C. Marsh, Psychology student, presented the paper Identifying "gateway" courses in the prediction of academic performance: Mathematics vs. Psychology with Dr. Diekhoff and Dr. Vandehey at the conference of the Southwestern Psychology Association in San Antonio, TX in April of 2009. 
 
 Juli Weger, a biology student, is working with Dr. Vogtsberger on a research project titled A Survey of the Aquatic Insects of Alamo Springs in the Chihuahuan Desert of West Texas. The research is a qualitative survey of the aquatic insect of Alamo Springs at the Dalquest Research Site in the Chihuahuan Desert of West Texas has been conducted to determine what species of insects inhabit this particular desert oasis.  

 

 Sanjeev Mahabir, a biology student, is working with Dr. Vogtsberger on a research project titled Aquatic Insect Taxa between Intermittent and Permanent Streams in the Chihuahuan Desert. This project involves identifying aquatic insects inhabiting desert streams located on the Dalquest Research Site and the Big Bend Ranch State Natural Area.  An inventory of the aquatic insects in these streams has not been done before.  Thus, this will provide base line data for future studies.

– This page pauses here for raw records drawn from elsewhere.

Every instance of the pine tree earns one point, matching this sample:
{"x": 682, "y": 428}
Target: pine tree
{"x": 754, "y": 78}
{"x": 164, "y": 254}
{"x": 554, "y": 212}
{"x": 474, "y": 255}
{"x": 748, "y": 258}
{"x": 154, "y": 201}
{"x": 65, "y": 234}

Hunter Adams, a biology student, is working with Dr. Vogtsberger, Dr. John Paul Grieco in the Department of Preventive Medicine and Biometrics at the Uniformed Services University of the Health Sciences on a research project titled Species Richness study of the Aquatic Insects Cohabiting with Anopheles in Belizean River Systems. Two river systems in Belize have been surveyed to explore which species of aquatic insects live with Anopheles mosquito larvae. This study will provide the basis for future ecological studies to determine which of these cohabiting insects prey upon larval Anopheles.
Sigmund Courtney, a biology student, is working with Dr. Rincon on a research project titled Effects of Excess Water and Water Stress on Growth and Essential Oil Production in Thyme (Thymus vulgaris). Essential oils in Thymus vulgaris have been widely studied for their antifungal, antimicrobial, and antibacterial properties. The objective of this project is to investigate the effect of water availability on the yield and quality of thyme essential oils. Essential oils extracted from thyme leaves are separated and analyzed by gas chromatography-mass spectrometry.